The idea, she says, is to be able to independently monitor the performance of the applications as they go across the network or the cloud, and then be able to measure that performance where it reaches the end user, whether that is inside or outside the firewall, Turner says.
For David Ting, vice president of engineering at IGN.com, one of the largest video game review websites in the world, monitoring his company's cloud performance is critical because the business lives or dies based on the ability of its 25.4 million users to connect with the site's ad-supported online properties.
"For us, performance is money because page views are key," he says. "We're ad-supported, so every page view counts" and helps the company bring in revenue. "These are things that we watch very carefully."
To make it all work, IGN Entertainment, a division of media giant News Corp, uses performance monitoring tools from New Relic that allow their staff to continuously watch the performance of its sites in the cloud. "We depend very heavily on that tool," Ting says. "For us it's about response time and transactions per second for our IGN websites."
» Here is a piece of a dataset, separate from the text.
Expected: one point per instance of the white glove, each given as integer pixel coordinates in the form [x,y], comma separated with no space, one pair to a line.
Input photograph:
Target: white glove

Tracking performance as cloud deployment expands
IGN.com has been using the New Relic tools for about 18 months. It started out by moving non-production development and other applications to the cloud to see how things worked. Now IGN.com is putting some new projects onto cloud servers, including a social media stack so the company can ramp up applications and scale them as needed, Ting says. Also being slated for placement in the cloud is the network's disaster recovery infrastructure.
"It could eventually all go to the cloud," Ting says of the company's IT systems. "Performance stability would have to be more certain in the future for us to do that, but we're watching that."
The monitoring from New Relic provides performance metrics IGN couldn't get when it was using other tools, he says. The old tools "did OK for physical machine monitoring, but didn't do application stack monitoring at all without a lot of work from the engineering team."
By watching the New Relic management tools, IT workers can spin up more cloud-based servers, bring down poorly performing instances of applications, then add new instances as needed to keep up response times for users, he says. With the previous tools, Ting's team would obtain insights only into uptime, not response time.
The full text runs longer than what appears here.